Decanting wine simply means pouring the contents of the original bottle into another vessel, usually either a decanter or a carafe. The wine is then poured into glasses after it has been allowed to breathe a little. It’s the sort of process people often underestimate – the simple act of decanting can really improve the taste of the wine, and the practice comes with a few further benefits for restaurant owners.

Keeping Up Appearances

Firstly, providing a decanter or carafe for the wine of your patrons helps sets the right tone for the meal. Decanters and carafes are elegant, and people understand that decanting is part of what you get from a quality establishment. By simply decanting some wine, you can create the ideal first impression.

Broadcast Your Knowledge

There are some wines that should be decanted and others that shouldn’t, but it isn’t too hard to learn the general rules of thumb that dictate which wines benefit and which don’t. If your wait staff is able to recommend decanting a wine based on its age or flavour, you’re going to score another couple of brownie points with your guests.

Improve the Flavour

Of course, decanting serves a more important purpose than simply making an establishment look classier – decanting can improve the flavour of a wine in three main ways.
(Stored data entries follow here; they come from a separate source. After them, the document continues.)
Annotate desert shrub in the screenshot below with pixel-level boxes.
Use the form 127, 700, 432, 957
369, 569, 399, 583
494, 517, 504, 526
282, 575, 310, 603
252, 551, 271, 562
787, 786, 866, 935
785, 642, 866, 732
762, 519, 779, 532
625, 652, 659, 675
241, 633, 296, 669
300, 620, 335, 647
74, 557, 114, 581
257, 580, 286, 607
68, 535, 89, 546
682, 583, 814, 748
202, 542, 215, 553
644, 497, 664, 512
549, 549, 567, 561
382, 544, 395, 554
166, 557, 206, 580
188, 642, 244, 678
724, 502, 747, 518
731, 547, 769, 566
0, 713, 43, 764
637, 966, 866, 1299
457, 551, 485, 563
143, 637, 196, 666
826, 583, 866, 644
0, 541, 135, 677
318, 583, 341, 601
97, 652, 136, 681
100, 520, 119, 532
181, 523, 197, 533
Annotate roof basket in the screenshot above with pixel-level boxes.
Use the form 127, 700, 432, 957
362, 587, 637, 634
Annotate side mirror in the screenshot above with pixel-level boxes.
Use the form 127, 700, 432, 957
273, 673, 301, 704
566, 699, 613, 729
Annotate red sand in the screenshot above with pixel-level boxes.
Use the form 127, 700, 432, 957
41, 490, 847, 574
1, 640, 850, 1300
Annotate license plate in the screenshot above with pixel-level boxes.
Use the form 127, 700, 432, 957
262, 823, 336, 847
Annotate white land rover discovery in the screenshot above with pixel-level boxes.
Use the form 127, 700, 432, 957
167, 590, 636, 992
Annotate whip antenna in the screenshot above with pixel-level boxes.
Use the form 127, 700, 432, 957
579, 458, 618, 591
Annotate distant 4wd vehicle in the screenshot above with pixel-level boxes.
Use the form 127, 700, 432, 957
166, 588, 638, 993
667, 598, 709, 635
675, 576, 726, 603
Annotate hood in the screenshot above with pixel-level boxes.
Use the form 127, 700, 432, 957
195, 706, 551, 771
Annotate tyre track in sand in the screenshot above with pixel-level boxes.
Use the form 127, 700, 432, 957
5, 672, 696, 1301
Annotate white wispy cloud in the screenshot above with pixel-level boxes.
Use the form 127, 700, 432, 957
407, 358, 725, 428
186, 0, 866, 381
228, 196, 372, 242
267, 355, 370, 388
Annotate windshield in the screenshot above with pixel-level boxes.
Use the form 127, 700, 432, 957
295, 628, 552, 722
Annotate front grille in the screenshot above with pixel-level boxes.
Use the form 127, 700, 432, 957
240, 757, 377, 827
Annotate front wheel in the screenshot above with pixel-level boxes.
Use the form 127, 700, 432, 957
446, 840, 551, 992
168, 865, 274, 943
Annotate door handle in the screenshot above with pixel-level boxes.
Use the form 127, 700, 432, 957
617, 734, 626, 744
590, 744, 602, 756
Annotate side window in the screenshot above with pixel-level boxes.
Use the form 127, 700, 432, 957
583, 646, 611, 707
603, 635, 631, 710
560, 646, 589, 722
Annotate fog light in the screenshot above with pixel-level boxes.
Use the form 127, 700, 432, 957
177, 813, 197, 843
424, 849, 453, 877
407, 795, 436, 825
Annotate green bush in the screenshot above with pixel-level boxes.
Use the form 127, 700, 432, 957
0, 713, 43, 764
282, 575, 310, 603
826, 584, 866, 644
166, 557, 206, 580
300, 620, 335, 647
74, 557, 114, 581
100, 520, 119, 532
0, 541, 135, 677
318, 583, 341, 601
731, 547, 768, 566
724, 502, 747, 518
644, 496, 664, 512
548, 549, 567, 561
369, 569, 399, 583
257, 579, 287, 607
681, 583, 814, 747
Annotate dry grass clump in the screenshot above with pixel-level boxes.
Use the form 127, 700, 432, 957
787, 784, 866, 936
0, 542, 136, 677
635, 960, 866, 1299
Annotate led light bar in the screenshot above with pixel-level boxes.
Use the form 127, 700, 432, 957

  • With an older wine, decanting helps separate the wine from the sediment that develops as the liquid ages. The wine looks better, and it also avoids the astringent taste that often marks an older wine.
  • With a younger wine, decanting helps with aeration. When the wine tumbles from the bottle into the open decanter or carafe, it takes in oxygen that helps open up its flavours and aromas to their fullest potential.
  • Lastly, decanting generally makes a cheaper wine taste better since sulphides are given a chance to be released.